On pourrait aussi bien parler du personnage de Julin, le révolutionnaire, vu comme un père de substitution pour Jacky et qui, dans les bois, le sauve de la police en tuant les officiers. Le sexisme de Julin est ici valorisé en ce qu’il est un instrument de résistance politique à l’oppression féminine. Grand coureur de jupons, il n’hésite ni à « vendre ses charmes » auprès des autorités – ce qui illustre sa débrouillardise –, ni à tuer sauvagement les gardes du palais pour libérer son jeune ami. Bien plus, il est aussi le gardien d’un savoir immémorial auquel les femmes n’ont pas accès : celui de la culture de la terre, qui lui permet de subvenir à ses besoins grâce à de menus trafics de navets.

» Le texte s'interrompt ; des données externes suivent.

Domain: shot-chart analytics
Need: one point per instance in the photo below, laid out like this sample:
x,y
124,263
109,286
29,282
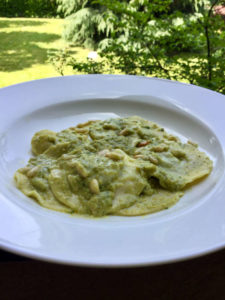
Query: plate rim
x,y
183,257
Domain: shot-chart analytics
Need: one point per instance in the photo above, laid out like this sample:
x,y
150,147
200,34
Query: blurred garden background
x,y
172,39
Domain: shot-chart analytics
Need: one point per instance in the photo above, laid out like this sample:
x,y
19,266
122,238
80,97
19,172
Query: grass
x,y
24,49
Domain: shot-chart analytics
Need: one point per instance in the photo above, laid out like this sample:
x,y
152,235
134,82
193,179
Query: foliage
x,y
87,22
151,38
59,59
28,8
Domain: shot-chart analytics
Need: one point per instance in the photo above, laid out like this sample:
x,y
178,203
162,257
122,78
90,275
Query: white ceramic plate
x,y
195,226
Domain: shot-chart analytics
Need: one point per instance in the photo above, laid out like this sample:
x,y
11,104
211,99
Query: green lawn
x,y
24,44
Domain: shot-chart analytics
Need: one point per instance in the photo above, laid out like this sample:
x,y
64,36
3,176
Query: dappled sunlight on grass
x,y
24,48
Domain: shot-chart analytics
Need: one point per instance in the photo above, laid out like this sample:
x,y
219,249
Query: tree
x,y
86,22
150,38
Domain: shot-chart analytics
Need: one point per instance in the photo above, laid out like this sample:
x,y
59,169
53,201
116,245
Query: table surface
x,y
199,278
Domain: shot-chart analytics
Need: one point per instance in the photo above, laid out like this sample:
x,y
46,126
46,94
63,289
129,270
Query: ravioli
x,y
123,166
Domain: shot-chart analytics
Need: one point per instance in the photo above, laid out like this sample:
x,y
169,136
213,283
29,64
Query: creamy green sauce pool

En opposant ainsi l’intelligence et le savoir-faire masculin à l’indigence et la tyrannie féminine, le film – sous ses atours satiriques – approuve sans complexe l’idéologie dominante qui veut que les femmes entre elles demeurent ignorantes.
Julin : « Toutes ces bonnes femmes, mon petit Jacky, c’est que de la chiennerie ! »
Une homophilie persistante
De manière plus problématique, le film glisse de la lesbophobie à une glorification de l’homophilie la plus classique. C’est travesti en femme que Jacky parvient à s’approcher de l’élue de son cœur et à la ravir. Or, si la reddition de la Colonelle sonne comme un accomplissement pour le jeune homme, le rôle féminin qu’il s’est attribué pour tromper les gardes déplace provisoirement leur idylle sur le terrain de l’homosexualité féminine – ce qui semble d’abord contrarier la victoire de Jacky. Au lendemain de leur première nuit, et alors que les deux amants savourent leur bonheur, la Colonelle confie ainsi qu’elle « ne sait plus où elle en est », qu’elle « ne reconnaît plus ses inclinations amoureuses », à quoi Jacky répond en gros, « Tant mieux ! La ‘’gouderie’’, c’est ‘’blasphèmerie’’ ! » (Les personnages usant du suffixe « –rie » de manière arbitraire, ce qui crée un effet comique, par exemple « argenterie » pour « argent », « voilerie » pour « voile », etc…) Même si l’on se doute que cette réplique lui est dictée par son statut inédit de héros romantique, il n’empêche qu’en creux se dessine un triomphe plus global de l’homme sur la femme, sur le terrain de la sexualité – et cela même si Jacky est bien plus jeune que son amante. Dans une société matriarcale où l’amitié féminine est mise – logiquement – au premier plan mais tournée en dérision, désexualisée et assimilée à une complicité de classe, la révélation de la Colonelle apparaît comme une marque de déviance, en même temps qu’elle est à la base de la subversion plus radicale qui voit Jacky triompher. En effet, c’est par le biais de l’homosexualité féminine que le héros assume enfin sa virilité et que la Colonelle, séduite, faillit à l’étiquette royale. C’est donc par ce biais qu’une révolution (politique et sociale) advient, mais en reléguant le lesbianisme aux oubliettes de la « blasphèmerie » et en le remplaçant – coup de théâtre ! – par une homophilie plus engageante.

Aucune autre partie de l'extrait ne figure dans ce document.